Somebody let the dinosaurs into the liquor cabinet. Steven Spielberg’s original Jurassic Park turned 21 last year and, just like anybody allowed to drink for the first time, it’s gone a little bit awry. With Jurassic World, director Colin Trevorrow makes a defiant display of wannabe maturity, but his film is ultimately a bit of a mess as it so desperately attempts to replicate the popular original, but does so without any of the class that Spielberg brought to his ground-breaking special effects extravaganza of 1993. Perhaps in returning to the franchise, the powers that be shouldn’t have handed over the reins to somebody with such little experience – this is only Trevorrow’s second feature after the low-budget indie Safety Not Guaranteed, which is a bizarre leap. Maybe someone who had the honed skills equivalent to Spielberg when he was at the top of his blockbuster game should have been the one in charge.

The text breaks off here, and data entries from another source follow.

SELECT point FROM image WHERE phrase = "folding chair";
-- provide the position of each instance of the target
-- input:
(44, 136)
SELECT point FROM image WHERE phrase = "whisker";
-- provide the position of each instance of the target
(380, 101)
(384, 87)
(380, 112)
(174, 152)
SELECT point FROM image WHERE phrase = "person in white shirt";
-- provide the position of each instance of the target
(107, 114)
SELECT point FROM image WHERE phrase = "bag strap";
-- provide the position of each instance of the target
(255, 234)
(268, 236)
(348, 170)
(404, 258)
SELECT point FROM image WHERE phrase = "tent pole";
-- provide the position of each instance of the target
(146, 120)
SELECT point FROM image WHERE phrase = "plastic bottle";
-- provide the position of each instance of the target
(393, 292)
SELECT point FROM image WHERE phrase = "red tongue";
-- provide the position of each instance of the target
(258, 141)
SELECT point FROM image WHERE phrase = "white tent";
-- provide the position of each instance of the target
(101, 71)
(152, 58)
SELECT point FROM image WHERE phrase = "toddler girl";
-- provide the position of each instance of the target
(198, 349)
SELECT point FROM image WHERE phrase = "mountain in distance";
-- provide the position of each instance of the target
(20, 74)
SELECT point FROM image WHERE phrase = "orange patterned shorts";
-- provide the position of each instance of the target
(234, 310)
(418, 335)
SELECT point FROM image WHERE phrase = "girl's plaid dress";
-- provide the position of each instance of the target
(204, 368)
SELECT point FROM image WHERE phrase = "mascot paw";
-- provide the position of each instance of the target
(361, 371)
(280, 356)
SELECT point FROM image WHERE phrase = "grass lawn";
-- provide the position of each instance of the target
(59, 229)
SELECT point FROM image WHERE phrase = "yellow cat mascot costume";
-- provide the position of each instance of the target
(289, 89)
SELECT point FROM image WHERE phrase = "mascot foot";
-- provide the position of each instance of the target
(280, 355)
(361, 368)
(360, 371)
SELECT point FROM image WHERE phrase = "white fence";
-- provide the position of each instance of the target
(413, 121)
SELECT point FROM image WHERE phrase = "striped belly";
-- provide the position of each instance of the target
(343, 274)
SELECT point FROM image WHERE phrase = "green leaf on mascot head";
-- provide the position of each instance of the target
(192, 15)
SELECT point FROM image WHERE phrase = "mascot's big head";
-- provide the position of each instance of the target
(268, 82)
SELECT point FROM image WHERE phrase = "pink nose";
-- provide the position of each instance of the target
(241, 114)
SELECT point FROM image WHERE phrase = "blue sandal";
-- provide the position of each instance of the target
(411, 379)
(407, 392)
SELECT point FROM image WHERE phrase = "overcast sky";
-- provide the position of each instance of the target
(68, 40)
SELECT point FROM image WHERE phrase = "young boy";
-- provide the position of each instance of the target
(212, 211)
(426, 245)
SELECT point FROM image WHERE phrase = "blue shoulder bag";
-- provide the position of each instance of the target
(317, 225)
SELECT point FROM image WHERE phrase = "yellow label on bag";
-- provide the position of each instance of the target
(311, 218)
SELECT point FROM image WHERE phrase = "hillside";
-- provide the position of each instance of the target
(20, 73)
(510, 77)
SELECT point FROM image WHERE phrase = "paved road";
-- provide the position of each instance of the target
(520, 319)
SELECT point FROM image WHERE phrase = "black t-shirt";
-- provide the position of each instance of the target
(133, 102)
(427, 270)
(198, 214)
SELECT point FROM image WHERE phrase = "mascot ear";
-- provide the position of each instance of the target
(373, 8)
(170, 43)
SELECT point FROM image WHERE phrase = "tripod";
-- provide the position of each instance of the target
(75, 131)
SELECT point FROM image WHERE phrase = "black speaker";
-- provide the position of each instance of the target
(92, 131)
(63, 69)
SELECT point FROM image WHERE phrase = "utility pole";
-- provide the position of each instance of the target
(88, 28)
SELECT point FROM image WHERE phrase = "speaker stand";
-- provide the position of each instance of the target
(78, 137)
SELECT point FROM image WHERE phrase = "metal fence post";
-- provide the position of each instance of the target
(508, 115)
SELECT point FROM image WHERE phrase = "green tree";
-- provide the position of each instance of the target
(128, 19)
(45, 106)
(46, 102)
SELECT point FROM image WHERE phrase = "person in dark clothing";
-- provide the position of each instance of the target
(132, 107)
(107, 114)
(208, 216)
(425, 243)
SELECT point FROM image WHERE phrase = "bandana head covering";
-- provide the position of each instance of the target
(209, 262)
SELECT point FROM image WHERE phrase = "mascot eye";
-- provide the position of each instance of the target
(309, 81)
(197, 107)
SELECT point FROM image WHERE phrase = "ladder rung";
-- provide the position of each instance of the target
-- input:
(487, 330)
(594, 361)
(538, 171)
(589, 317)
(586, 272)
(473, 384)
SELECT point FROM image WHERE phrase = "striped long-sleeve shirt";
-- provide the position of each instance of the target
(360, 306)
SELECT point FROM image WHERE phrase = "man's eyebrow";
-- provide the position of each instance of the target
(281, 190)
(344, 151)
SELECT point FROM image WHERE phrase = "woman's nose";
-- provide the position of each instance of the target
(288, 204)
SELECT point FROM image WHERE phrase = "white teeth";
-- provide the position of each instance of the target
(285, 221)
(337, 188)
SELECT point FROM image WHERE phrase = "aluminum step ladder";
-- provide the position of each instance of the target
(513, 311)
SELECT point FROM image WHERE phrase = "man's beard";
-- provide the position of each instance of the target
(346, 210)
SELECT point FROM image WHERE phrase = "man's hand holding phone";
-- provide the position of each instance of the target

Certainly somebody with more experience would have spotted the myriad of problems inherent in Jurassic World, most of which can be laid at the feet of the screenplay. A screenplay that took four people to write, which is an alarming statistic. When the script isn’t simply recreating famous scenes from the original with less engaging characters who speak a lot and yet say so very little, it’s blindly ignoring plot holes and conjuring up half-baked ideas like breeding raptors to take on terrorists, which is just as silly as the gymnastics routine from the first sequel The Lost World.

Elsewhere, Trevorrow throws a barrage of weightless computer-generated imagery at the screen. So much so that the dinosaurs look fake, the theme park looks fake, and even the people look fake. Also, Vincent D’Onofrio as a villain so obviously evil from the first scene that I’m surprised he wasn’t twirling a mustache and cackling like a mad man in a top hat. Meanwhile, some of the violence is curiously mean-spirited, reveling in a sadistic glee with some of its on-screen deaths that feels at odds with the more child-friendly concept of modern-day dinosaurs. No doubt many audiences will enjoy the sight of characters being thrown about mid-air between pterodactyls like a rag doll before being thrown into another, much larger dinosaur’s pen and being torn apart, but its inclusion speaks to a group of writers who aren’t so much in awe of dinosaurs but in awe with what they can do with their visual effects programs. Maybe it’s actually smart of Trevorrow to throw away the childlike splendor of dinosaurs that marked Spielberg’s first two Jurassic Park movies and replace it with plastic violence, since that’s seemingly what audiences that grew up with the original want these days.

In the lead role, Chris Pratt is handsome and has a way with pithy one-liners, but the character is written on autopilot. He’s a clichéd, sexist douchebag, and Bryce Dallas Howard as his uptight lady sidekick is horrendous, presented as a demanding bitch who, really, just wants to be loved and have children (plus run away from dinosaurs in high heels — for her sake I hope those were CGI). I was glad when the action-packed third act kicked off because it meant not having to listen to the awful dynamics between these characters, and it meant we got to see he actually do something intelligent beyond simply screaming, acting clueless, and being told she’s stupid for wearing business-appropriate attire at her job.

In spite of its many problems, there is still an enjoyment factor to Jurassic World on a purely superficial level. If the thrill of watching big ol’ dinosaurs traipsing around and fighting one another is ever not a thrill, then the cinema has failed. But it’s impossible to look past the fact that they have bungled what should be an easy slam dunk. It’s only a matter of time (and sequels) before the question of why they keep trying to bring these animals back to life when it’s obvious that they’re more trouble than they’re worth becomes too hard to ignore — no matter how many newfangled genetic mutant dinos they give us.